Mit "Wir sind Gold" ist ein neues Album der LETZTEn INSTANZ erschienen. Was lag näher als erneut holly d. ein paar Details aus dem Bart zu kitzeln.


Holger:
Blicken wir vielleicht zuerst einmal kurz zurück. Wie betrachtet ihr die Entwicklung der INSTANZ nach "Götter"? Was hat sich verändert? Wie lange hat es gedauert bis Holly von den eingefleischten Fans akzeptiert wurde oder dauert es eventuell gar noch an?

Holly D.
Eins nach dem Anderen: Die INSTANZ ist reifer geworden.

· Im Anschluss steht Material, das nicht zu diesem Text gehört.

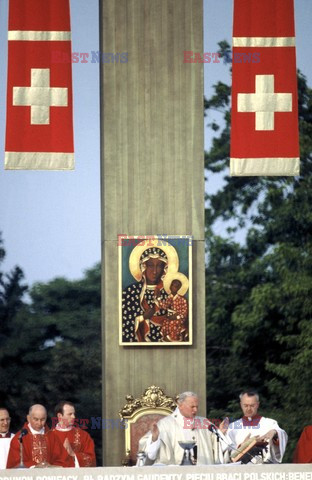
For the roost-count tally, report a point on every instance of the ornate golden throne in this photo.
(139, 414)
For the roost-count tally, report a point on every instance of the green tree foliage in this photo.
(50, 346)
(259, 290)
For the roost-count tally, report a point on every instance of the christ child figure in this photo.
(174, 326)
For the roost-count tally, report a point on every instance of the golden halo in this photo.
(176, 276)
(170, 251)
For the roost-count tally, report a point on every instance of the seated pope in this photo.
(161, 443)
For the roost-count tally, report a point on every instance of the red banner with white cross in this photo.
(39, 128)
(264, 121)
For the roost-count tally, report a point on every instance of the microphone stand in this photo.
(215, 431)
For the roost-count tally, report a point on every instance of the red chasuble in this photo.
(303, 452)
(264, 119)
(37, 449)
(81, 443)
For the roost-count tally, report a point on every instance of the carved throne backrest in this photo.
(139, 414)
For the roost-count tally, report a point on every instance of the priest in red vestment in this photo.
(76, 441)
(41, 447)
(303, 452)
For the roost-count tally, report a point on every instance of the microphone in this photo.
(24, 432)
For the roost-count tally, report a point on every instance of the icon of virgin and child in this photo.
(154, 308)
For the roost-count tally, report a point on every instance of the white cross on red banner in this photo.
(264, 122)
(39, 128)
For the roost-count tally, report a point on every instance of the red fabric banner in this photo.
(264, 123)
(39, 129)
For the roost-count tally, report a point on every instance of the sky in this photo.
(51, 221)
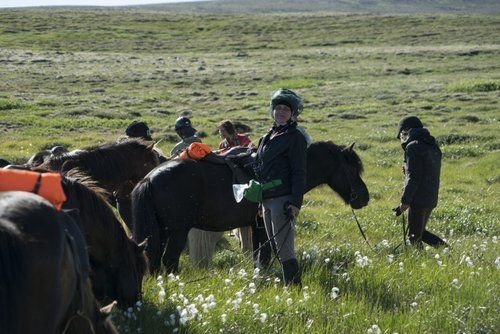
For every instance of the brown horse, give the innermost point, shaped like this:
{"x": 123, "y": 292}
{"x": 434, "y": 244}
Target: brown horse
{"x": 44, "y": 285}
{"x": 118, "y": 263}
{"x": 117, "y": 167}
{"x": 181, "y": 194}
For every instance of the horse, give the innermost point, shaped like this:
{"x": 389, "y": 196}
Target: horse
{"x": 118, "y": 263}
{"x": 181, "y": 194}
{"x": 44, "y": 285}
{"x": 116, "y": 167}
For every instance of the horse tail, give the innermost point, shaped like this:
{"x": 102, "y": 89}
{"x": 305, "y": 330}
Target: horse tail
{"x": 11, "y": 276}
{"x": 145, "y": 222}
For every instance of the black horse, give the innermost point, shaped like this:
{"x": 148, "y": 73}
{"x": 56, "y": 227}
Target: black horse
{"x": 118, "y": 264}
{"x": 182, "y": 193}
{"x": 116, "y": 167}
{"x": 44, "y": 285}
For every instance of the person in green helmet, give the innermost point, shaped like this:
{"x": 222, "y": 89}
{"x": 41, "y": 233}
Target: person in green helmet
{"x": 281, "y": 155}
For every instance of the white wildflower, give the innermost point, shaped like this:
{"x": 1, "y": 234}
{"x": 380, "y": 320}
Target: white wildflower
{"x": 334, "y": 294}
{"x": 374, "y": 330}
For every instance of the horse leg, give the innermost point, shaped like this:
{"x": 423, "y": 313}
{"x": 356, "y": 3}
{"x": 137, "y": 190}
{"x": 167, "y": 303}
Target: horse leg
{"x": 175, "y": 244}
{"x": 245, "y": 236}
{"x": 263, "y": 256}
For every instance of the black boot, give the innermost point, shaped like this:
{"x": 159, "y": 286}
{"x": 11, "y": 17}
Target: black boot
{"x": 291, "y": 272}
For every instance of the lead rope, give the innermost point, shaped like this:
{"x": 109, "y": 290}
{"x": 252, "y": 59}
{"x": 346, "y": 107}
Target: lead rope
{"x": 92, "y": 330}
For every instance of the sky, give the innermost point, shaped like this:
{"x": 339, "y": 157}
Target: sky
{"x": 33, "y": 3}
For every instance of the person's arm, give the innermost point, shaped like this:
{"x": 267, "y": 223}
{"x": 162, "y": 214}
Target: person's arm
{"x": 297, "y": 154}
{"x": 414, "y": 171}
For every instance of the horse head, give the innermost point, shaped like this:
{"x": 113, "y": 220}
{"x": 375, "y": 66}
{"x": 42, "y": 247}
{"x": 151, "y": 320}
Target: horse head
{"x": 339, "y": 167}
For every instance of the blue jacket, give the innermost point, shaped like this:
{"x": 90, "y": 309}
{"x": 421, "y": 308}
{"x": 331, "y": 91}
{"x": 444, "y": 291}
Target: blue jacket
{"x": 422, "y": 169}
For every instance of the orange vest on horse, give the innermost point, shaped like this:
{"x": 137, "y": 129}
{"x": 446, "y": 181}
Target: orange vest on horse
{"x": 46, "y": 185}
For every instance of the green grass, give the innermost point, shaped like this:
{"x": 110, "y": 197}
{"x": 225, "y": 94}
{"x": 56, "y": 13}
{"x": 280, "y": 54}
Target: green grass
{"x": 78, "y": 77}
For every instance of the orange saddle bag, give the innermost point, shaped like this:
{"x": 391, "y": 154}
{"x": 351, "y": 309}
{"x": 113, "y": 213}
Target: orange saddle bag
{"x": 196, "y": 151}
{"x": 47, "y": 185}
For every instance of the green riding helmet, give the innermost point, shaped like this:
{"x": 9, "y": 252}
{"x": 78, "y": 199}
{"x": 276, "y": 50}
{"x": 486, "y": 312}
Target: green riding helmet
{"x": 288, "y": 98}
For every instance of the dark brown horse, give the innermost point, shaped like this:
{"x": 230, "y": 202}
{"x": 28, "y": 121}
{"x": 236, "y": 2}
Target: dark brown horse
{"x": 182, "y": 193}
{"x": 44, "y": 285}
{"x": 116, "y": 167}
{"x": 118, "y": 263}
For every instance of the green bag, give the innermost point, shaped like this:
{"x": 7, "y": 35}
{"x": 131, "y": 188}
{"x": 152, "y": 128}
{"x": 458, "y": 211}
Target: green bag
{"x": 253, "y": 190}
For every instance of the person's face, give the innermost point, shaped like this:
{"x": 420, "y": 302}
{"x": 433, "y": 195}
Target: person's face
{"x": 223, "y": 132}
{"x": 282, "y": 114}
{"x": 403, "y": 136}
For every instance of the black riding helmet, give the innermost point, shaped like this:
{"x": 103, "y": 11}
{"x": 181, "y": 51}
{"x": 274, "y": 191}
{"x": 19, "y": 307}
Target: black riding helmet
{"x": 408, "y": 122}
{"x": 289, "y": 98}
{"x": 138, "y": 129}
{"x": 184, "y": 127}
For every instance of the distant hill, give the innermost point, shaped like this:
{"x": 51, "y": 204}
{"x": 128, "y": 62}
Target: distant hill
{"x": 340, "y": 6}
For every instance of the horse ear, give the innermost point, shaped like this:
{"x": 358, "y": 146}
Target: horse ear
{"x": 142, "y": 246}
{"x": 106, "y": 310}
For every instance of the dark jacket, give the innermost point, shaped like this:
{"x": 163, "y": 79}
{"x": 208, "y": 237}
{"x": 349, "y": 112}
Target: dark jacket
{"x": 422, "y": 169}
{"x": 282, "y": 155}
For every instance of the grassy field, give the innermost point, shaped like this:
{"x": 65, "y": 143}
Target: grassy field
{"x": 78, "y": 77}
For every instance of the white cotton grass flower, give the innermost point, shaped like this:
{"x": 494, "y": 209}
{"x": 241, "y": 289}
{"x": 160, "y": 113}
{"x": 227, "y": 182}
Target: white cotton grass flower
{"x": 385, "y": 243}
{"x": 242, "y": 273}
{"x": 455, "y": 284}
{"x": 362, "y": 261}
{"x": 334, "y": 294}
{"x": 374, "y": 330}
{"x": 256, "y": 273}
{"x": 161, "y": 295}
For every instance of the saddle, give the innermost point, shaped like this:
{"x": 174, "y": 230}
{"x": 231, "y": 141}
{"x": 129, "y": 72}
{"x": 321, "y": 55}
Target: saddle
{"x": 239, "y": 160}
{"x": 46, "y": 185}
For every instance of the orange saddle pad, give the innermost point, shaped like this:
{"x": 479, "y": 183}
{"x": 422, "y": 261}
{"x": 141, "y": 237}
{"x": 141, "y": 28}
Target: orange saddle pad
{"x": 196, "y": 151}
{"x": 47, "y": 185}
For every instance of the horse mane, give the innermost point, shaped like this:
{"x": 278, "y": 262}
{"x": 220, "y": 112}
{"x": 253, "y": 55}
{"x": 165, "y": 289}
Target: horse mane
{"x": 335, "y": 149}
{"x": 92, "y": 199}
{"x": 110, "y": 161}
{"x": 11, "y": 274}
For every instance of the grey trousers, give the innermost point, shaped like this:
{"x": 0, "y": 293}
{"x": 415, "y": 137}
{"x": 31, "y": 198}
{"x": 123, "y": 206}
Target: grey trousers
{"x": 274, "y": 219}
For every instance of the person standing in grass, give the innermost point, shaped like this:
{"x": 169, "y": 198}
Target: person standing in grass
{"x": 231, "y": 137}
{"x": 422, "y": 168}
{"x": 185, "y": 130}
{"x": 281, "y": 162}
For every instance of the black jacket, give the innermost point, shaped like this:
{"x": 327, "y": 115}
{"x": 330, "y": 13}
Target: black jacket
{"x": 422, "y": 169}
{"x": 282, "y": 155}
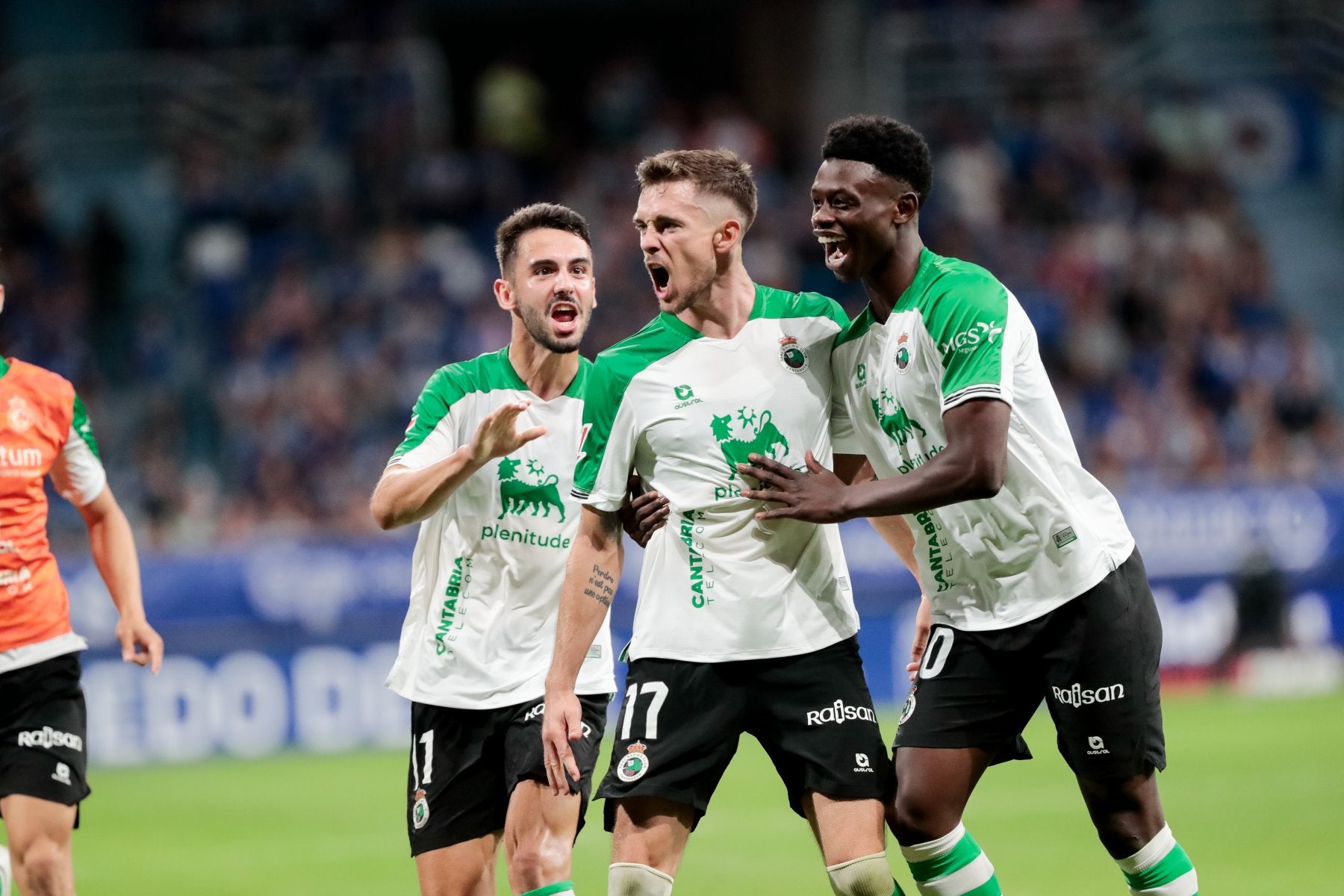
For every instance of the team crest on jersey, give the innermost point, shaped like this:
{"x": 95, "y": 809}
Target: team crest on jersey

Das ist wohl der Hauptgedanke.
Als wir uns nach unserer Zwangspause mit "Ins Licht" zurück meldeten, waren die Leute vor allem wohl froh, dass es überhaupt weiter geht. Dem entsprechend ging es recht fix mit der Akzeptanz.

Holger:
Holly musste in sehr große Fußstapfen treten, da Robin vor allem live eine magische Ausstrahlung hatte. Wie groß war/ist der Druck auf Holly? Erinnerungen an die ersten Konzerte?!

Holly D.
Nun, Holly ist eine eigenständige Persönlichkeit, die auf der Bühne ebenso ihren Mann stehen kann. Holly musste sich natürlich reinfinden und mit dem Album "Wir sind Gold" ist er auch angekommen.

Holger:
Gibt es Songs, die ihr nicht mehr bringen werdet, da Holly der textliche Inhalt zu persönlich ist und er ihn nicht authentisch reproduzieren kann, da die ursprüngliche Emotion ja von Robin kam?

Holly D.
Interpretationen haben generell ja nichts mit dem Original zu tun und auch da macht Holly das eigentlich gut.

Holger:
Wenden wir uns dem neuen Album zu: Man konnte lesen, dass ihr viel Material für das neue Album auf Tour (also unter enormem Stress) geschrieben habt. Wie war das Gefühl als die Nummern endlich standen und kam dieses Gefühl bei einigen Kompositionen gar schon während der Tour auf?

Holly D.:
Ideen und halbe Vorproduktionen waren schon im Kasten, als wir auf Tour gingen. Im Tourbus haben wir dann die Lounge zum "rolling studio" umgebaut und einfach dort oben weiter gemacht. Gerade bei 'Wir sind allein' kam schon ein positives Gefühl auf, denn das war das einzige, was wir vom neuen Album schon auf der Herbsttour gespielt hatten.

Holger:
Warum habt ihr euch eigentlich zu dieser Vorgehensweise entschlossen?

Holly D.
Wir hatten doch keine Zeit... :o)

Holger:
Wenn man die Umstände des Entstehungsprozesses betrachtet, hätte man ein weitaus hektischeres Werk erwarten können. Hingegen ist das Album in meinen Ohren das homogenste, das ihr bislang abgeliefert habt. Liegt es eventuell auch daran, dass ihr dieses Mal in der ungewöhnlichen Situation ward, keinen Line-Up-Wechsel verkraften zu müssen?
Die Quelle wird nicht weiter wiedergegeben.